Liston also noted that Per-Se’s role in sending bills involves the
downstream part of the process. “For pathology groups in Florida, this court ruling focuses on the up-front steps before testing is done and a bill is generated. Since it is complex and time-consuming for hospitals to revise documents and implement new ones for the registration and admission process, I think most of our pathology clients in Florida are in a state of ‘watchful waiting.’ They want to see what the next step in the court process will be. At Per-Se, once a final decision is reached in this case, we will recommend an appropriate course of action for our clients.”

Useful Insight

THE DARK REPORT observes that the Florida Appeal Court decision provides a useful insight for pathology groups seeking to improve their legal claim to billing for clinical pathology professional services, regardless of where the practice is located within the United States.

Pathologists can strengthen their legal position in regard to professional component billing by insuring that documents presented to patients at admission or outpatient registration include the type of language recommended earlier in this intelligence briefing. As Cooper noted, the only aspect of clinical pathology professional component the Florida Appeal Court could attack was whether or not the patient had a “contractual relationship” with a pathologist that he/she would never meet prior to performance of the lab tests.

By notifying the patient in advance, whether by using ABN-type of
form in an outreach setting or having the right language included in hospital admissions or outpatient registration forms, pathologists are documenting their “contractual relationship” with the patient and strengthening their legal claim to be paid for clinical pathology professional services.

Sound Business Practice

From this perspective, the Florida Court ruling is simply emphasizing
what was already recognized to be a sound business practice by some of the more savvy pathology groups within the United States.
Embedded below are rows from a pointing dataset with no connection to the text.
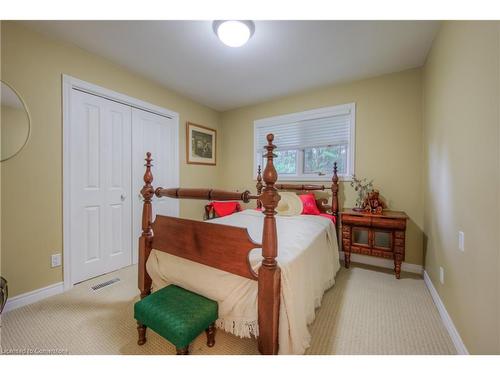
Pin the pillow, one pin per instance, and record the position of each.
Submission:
(309, 203)
(289, 204)
(331, 217)
(225, 208)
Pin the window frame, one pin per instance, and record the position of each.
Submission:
(336, 110)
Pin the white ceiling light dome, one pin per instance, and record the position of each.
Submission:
(234, 33)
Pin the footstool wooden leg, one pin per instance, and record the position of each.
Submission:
(183, 351)
(141, 329)
(210, 335)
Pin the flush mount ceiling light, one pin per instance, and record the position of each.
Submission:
(234, 33)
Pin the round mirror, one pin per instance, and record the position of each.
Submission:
(15, 122)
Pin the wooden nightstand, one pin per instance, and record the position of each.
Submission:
(376, 235)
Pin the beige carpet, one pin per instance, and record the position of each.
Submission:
(368, 311)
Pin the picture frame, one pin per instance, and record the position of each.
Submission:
(201, 144)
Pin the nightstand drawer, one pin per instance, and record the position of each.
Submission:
(381, 235)
(382, 253)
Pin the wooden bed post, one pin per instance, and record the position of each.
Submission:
(147, 234)
(335, 194)
(269, 272)
(259, 187)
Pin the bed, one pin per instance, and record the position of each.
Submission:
(267, 272)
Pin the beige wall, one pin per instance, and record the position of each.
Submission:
(15, 130)
(32, 181)
(388, 141)
(461, 175)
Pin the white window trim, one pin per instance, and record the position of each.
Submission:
(308, 115)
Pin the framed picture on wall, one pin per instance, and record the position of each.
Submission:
(201, 144)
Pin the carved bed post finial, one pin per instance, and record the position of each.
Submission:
(147, 234)
(335, 193)
(259, 187)
(269, 272)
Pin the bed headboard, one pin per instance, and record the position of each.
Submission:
(322, 203)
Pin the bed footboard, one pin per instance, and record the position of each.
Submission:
(219, 246)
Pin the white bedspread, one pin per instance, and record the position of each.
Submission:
(308, 257)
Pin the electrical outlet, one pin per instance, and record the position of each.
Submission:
(461, 241)
(55, 260)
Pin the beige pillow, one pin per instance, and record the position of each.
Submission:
(289, 205)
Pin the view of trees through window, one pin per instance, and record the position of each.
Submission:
(316, 160)
(321, 159)
(286, 162)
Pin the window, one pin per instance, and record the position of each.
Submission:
(308, 143)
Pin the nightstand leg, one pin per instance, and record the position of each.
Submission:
(397, 267)
(347, 259)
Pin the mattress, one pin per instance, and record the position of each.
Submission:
(309, 260)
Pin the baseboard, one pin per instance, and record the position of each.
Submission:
(384, 263)
(448, 323)
(33, 296)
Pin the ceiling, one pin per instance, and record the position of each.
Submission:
(282, 57)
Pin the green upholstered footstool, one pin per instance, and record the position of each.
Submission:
(177, 315)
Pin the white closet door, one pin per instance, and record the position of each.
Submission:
(158, 135)
(100, 141)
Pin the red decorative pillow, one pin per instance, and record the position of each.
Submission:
(309, 203)
(225, 208)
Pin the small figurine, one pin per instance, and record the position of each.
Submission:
(374, 203)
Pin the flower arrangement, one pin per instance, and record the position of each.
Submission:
(363, 187)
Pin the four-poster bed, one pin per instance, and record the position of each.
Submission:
(227, 248)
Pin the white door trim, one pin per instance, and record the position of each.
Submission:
(69, 83)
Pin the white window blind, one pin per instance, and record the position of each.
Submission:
(324, 127)
(324, 131)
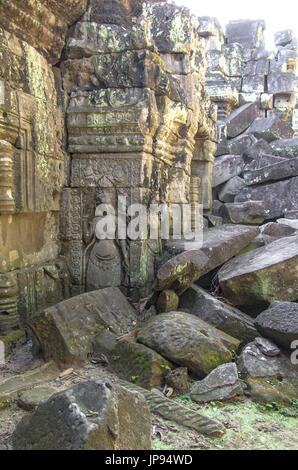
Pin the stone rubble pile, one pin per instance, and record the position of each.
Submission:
(160, 107)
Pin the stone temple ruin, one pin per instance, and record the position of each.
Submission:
(107, 98)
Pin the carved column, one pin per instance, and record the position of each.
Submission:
(9, 317)
(7, 205)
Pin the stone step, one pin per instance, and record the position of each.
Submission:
(173, 411)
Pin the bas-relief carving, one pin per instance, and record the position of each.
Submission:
(140, 135)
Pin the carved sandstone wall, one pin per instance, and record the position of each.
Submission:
(32, 35)
(121, 111)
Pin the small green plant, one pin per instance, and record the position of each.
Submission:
(185, 397)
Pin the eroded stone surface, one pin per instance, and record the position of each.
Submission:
(66, 331)
(94, 415)
(222, 316)
(279, 323)
(221, 384)
(263, 275)
(188, 341)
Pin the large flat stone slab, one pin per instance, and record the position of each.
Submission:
(278, 197)
(218, 314)
(188, 341)
(271, 128)
(219, 244)
(279, 323)
(221, 384)
(263, 275)
(181, 271)
(128, 359)
(93, 415)
(286, 148)
(178, 413)
(225, 167)
(66, 331)
(240, 119)
(12, 386)
(278, 171)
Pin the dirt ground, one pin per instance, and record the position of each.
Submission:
(249, 426)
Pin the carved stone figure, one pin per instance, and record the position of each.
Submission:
(108, 263)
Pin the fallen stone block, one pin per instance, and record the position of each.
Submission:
(282, 82)
(282, 38)
(218, 314)
(66, 331)
(128, 359)
(253, 84)
(188, 341)
(178, 380)
(278, 197)
(266, 391)
(271, 128)
(287, 148)
(181, 271)
(13, 386)
(167, 301)
(94, 415)
(240, 119)
(263, 275)
(219, 245)
(267, 347)
(255, 364)
(221, 384)
(174, 411)
(248, 33)
(273, 231)
(276, 172)
(250, 212)
(225, 167)
(231, 188)
(291, 223)
(30, 399)
(279, 323)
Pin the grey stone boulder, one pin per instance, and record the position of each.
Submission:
(218, 314)
(262, 275)
(250, 212)
(261, 161)
(253, 84)
(181, 271)
(248, 33)
(291, 223)
(267, 347)
(127, 359)
(240, 119)
(225, 167)
(271, 128)
(278, 171)
(67, 330)
(188, 341)
(282, 38)
(254, 363)
(282, 82)
(278, 197)
(279, 323)
(231, 188)
(221, 384)
(30, 399)
(286, 148)
(274, 231)
(94, 415)
(219, 245)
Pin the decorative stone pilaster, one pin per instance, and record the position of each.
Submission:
(7, 205)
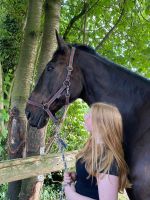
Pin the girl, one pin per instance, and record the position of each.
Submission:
(101, 171)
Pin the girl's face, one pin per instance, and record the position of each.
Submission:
(88, 121)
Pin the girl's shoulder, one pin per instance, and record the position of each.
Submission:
(114, 170)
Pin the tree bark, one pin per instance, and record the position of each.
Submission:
(51, 23)
(21, 88)
(1, 97)
(36, 138)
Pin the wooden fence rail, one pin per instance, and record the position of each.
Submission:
(18, 169)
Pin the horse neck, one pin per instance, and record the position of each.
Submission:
(107, 83)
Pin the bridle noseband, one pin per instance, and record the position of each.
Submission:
(66, 85)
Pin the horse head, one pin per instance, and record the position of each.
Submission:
(44, 98)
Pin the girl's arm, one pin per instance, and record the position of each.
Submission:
(72, 195)
(108, 186)
(70, 192)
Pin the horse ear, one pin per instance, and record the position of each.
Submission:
(60, 41)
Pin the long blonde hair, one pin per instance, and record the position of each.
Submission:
(99, 155)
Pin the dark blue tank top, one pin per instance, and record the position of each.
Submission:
(88, 186)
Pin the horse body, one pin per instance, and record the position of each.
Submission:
(96, 79)
(109, 85)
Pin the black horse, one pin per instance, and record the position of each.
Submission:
(96, 79)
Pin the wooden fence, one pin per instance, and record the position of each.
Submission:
(18, 169)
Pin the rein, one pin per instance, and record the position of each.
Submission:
(65, 86)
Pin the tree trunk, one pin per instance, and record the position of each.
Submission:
(36, 138)
(21, 88)
(51, 23)
(1, 97)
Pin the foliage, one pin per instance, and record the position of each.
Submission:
(126, 42)
(3, 189)
(127, 45)
(73, 130)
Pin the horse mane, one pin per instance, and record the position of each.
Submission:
(106, 61)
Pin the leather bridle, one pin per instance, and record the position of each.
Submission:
(65, 86)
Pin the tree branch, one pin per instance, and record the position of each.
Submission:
(76, 17)
(112, 29)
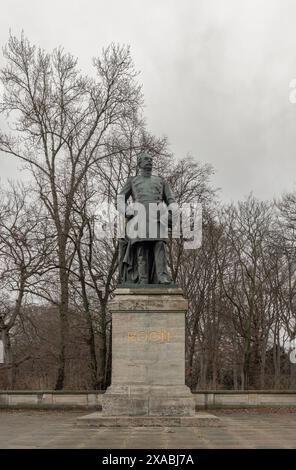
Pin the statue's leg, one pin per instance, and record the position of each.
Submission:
(142, 258)
(161, 267)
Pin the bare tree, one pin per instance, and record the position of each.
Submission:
(63, 122)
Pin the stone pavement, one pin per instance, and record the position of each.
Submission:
(56, 429)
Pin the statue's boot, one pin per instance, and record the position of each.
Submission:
(161, 268)
(142, 257)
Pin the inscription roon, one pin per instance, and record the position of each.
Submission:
(150, 336)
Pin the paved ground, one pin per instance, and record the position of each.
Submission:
(240, 429)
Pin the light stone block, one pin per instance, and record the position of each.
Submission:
(148, 354)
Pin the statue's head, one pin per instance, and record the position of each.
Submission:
(145, 161)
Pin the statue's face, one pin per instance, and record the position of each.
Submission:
(145, 161)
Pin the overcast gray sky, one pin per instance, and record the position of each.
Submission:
(215, 75)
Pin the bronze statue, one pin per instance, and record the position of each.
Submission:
(143, 259)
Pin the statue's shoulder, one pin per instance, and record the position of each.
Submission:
(157, 179)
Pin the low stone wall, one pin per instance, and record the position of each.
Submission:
(93, 399)
(50, 399)
(244, 399)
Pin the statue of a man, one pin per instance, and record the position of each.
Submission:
(143, 259)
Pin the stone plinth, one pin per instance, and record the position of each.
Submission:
(148, 354)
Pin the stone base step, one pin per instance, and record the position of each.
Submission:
(97, 420)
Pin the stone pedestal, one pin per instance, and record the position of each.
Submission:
(148, 354)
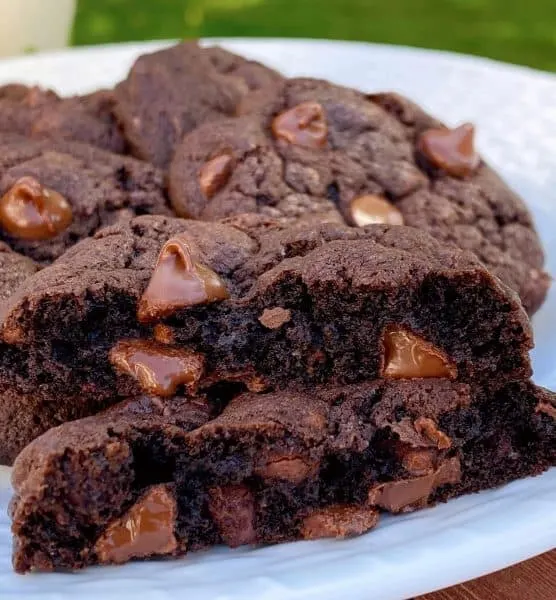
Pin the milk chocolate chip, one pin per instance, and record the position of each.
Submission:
(158, 368)
(30, 211)
(289, 467)
(339, 521)
(418, 462)
(233, 509)
(428, 428)
(547, 408)
(215, 173)
(274, 318)
(451, 150)
(177, 282)
(407, 355)
(406, 495)
(146, 529)
(302, 125)
(371, 209)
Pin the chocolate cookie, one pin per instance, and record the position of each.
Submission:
(37, 113)
(169, 92)
(54, 193)
(307, 147)
(160, 305)
(155, 477)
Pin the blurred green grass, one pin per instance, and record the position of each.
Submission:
(520, 31)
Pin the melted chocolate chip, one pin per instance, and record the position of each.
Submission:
(407, 355)
(158, 368)
(274, 318)
(30, 211)
(303, 125)
(547, 408)
(178, 282)
(371, 209)
(451, 150)
(291, 468)
(339, 521)
(405, 495)
(232, 508)
(429, 429)
(215, 173)
(146, 529)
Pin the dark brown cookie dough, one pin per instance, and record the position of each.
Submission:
(54, 193)
(169, 92)
(37, 113)
(308, 147)
(161, 477)
(356, 304)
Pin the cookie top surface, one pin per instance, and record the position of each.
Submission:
(39, 113)
(170, 92)
(91, 188)
(307, 147)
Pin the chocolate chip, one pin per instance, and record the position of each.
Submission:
(163, 334)
(302, 125)
(178, 281)
(30, 211)
(406, 495)
(451, 150)
(146, 529)
(288, 467)
(372, 209)
(419, 462)
(215, 173)
(339, 521)
(233, 509)
(274, 318)
(547, 408)
(407, 355)
(158, 368)
(429, 429)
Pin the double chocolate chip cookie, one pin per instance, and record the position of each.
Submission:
(54, 193)
(170, 92)
(308, 149)
(161, 305)
(153, 477)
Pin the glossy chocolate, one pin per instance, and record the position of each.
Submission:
(158, 368)
(303, 125)
(407, 355)
(178, 282)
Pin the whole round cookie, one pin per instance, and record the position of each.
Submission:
(308, 148)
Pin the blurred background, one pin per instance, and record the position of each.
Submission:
(518, 31)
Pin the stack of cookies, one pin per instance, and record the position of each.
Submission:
(238, 308)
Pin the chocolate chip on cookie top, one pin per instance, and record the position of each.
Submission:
(451, 150)
(31, 211)
(179, 281)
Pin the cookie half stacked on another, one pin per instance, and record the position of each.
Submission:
(286, 382)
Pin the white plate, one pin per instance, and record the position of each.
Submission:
(515, 111)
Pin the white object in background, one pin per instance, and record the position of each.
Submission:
(515, 113)
(27, 25)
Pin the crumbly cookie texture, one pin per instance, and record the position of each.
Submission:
(164, 305)
(158, 477)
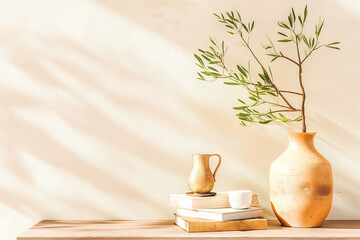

Over the years these groups have already incorporated similar language in documentation presented to patients before specimens are collected and lab tests are performed.

The next chapter in the litigation between Central States and Florida
pathologists may involve a state Supreme Court review. That is one reason why pathology groups in Florida are in a mode of “watchful waiting.”

However, it is important to view the efforts of Central States to cease payment for clinical pathology professional services as part of a larger battle. Across the United States, ever-growing numbers of payers and hospitals are willing to challenge the right of pathologists to be paid for these services. That is the more ominous trend. This Florida case is but one small battle in the ongoing defense of the pathologists’ rightful claim to reimbursement for valuable services rendered.